Kasus Enron menjadi titik balik dalam prosedur  pendeteksian kecurangan.
Pada tahun 2002, AICPA mengeluarkan Statement on Auditing Standards (SAS) 99 yang berjudul Consideration of Fraud in a Financial Statement Audit sebagai  pengganti  SAS  82.  Melalui  SAS  99,  AICPA  memperkuat  prosedur  audit  untuk  meyakinkan  bahwa  laporan  keuangan  bebas  dari  salah  saji  material  yang  disebabkan  oleh kecurangan  (fraud) (Buchholz,  2012). Pada  tahun  yang  sama,  IASB  juga  mengeluarkan International  Standards  on  Auditing (ISA)  240  yang  berjudul Auditors’  Responsibility  to  Consider  Fraud  in  an  Audit  of  Financial  Statements.

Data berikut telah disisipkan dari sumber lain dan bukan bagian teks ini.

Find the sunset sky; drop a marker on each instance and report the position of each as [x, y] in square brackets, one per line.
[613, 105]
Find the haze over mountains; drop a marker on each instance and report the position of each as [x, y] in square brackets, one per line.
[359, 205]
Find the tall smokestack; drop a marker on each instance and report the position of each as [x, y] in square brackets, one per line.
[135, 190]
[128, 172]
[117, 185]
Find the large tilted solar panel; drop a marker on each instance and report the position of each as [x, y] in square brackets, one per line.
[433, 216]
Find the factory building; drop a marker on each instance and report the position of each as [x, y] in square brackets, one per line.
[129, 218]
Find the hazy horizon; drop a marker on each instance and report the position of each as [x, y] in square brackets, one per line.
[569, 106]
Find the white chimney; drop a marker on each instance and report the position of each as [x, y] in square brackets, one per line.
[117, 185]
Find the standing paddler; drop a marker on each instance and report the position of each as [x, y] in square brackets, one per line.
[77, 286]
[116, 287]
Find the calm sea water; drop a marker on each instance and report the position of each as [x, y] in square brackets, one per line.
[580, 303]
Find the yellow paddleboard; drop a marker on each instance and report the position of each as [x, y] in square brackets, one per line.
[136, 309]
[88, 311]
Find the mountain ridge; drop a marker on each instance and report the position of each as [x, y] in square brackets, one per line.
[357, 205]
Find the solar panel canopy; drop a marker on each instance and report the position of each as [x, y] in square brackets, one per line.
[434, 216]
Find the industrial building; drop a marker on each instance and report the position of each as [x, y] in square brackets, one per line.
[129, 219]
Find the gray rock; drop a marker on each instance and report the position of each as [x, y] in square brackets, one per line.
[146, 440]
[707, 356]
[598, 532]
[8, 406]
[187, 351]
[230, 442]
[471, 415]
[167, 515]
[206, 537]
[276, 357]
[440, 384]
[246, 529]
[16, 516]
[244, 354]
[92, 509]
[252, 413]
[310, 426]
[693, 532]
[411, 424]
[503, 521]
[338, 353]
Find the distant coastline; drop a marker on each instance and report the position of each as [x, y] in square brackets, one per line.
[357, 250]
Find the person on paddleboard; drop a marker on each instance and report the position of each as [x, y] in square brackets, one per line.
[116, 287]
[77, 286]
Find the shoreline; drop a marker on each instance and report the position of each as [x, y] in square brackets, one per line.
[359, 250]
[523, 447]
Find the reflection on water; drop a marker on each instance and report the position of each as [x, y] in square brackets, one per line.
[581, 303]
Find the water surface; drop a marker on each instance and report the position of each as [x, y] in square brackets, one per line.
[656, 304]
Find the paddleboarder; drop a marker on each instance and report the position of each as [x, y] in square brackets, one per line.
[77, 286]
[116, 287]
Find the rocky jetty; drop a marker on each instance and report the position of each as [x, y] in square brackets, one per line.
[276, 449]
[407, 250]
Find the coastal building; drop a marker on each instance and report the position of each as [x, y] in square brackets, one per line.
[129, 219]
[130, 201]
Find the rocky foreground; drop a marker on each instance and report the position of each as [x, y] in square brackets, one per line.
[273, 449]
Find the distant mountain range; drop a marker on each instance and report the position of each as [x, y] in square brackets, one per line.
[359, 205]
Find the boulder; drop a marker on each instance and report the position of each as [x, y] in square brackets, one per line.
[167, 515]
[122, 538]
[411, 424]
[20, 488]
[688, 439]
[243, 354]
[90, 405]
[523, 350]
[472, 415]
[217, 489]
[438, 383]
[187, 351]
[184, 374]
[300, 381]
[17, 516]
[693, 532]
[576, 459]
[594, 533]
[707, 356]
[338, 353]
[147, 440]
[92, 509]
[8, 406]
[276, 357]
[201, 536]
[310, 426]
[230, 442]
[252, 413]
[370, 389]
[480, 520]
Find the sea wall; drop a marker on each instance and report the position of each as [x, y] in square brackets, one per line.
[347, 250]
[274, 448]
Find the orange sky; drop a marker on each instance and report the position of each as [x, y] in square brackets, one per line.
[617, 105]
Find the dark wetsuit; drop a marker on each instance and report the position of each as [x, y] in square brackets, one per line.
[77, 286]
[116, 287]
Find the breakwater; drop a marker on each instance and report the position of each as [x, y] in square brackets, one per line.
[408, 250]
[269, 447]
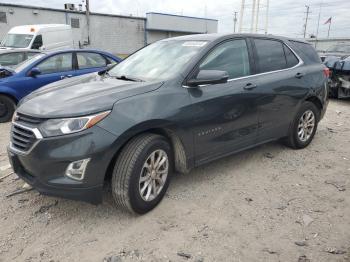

Tujuan  utama  SAS  99  adalah  meningkatkan  keefektifan  auditor  dalam  mendeteksi  kecurangan  melalui  penilaian  faktor  risiko  kecurangan  perusahaan  (Skousen, Smith, dan Wright, 2008). Faktor risiko kecurangan (fraud risk factors)  menjadi konsep sentral dalam SAS 99. ISA 240 menjelaskan bahwa faktor risiko  kecurangan  adalah  “kejadian-kejadian  atau  kondisi  yang  mengindikasikan  insentif/tekanan  untuk  mendorong  kecurangan,  peluang  untuk  melaksanakan  kecurangan,  atau  sikap  atau  rasionalisasi  untuk  membenarkan  atau    menjustifikasikan  tindakan-tindakan  kecurangan”. Faktor  risiko  kecurangan  ini  seringkali menjadi indikasi terjadinya kecurangan.
Penelitian terkait fraud risk factor dan fraudulent financial statement masih  jarang  ditemui.  Skousen  (1998)  menguji  bagaimana fraud  risk  factors  yang  diadopsi SAS 99 mampu menjelaskan kecurangan laporan keuangan. Faktor risiko  kecurangan  (peluang) diproksikan  dengan  rasio  piutang  dan rasio persediaan  terhadap  penjualan,  ukuran  dewan  komisaris,  karakteristik  komite  audit,  kepemilikan  blockholder,  dan  pergantian  Chief  Executive  Officer (CEO).
Penelitian  tersebut membuktikan  bahwa dua  proksi  dari opportunity,  yaitu  independensi  komite  audit  dan  pergantian  CEO  mampu  digunakan  untuk  membedakan antara perusahaan fraud dan non-fraud.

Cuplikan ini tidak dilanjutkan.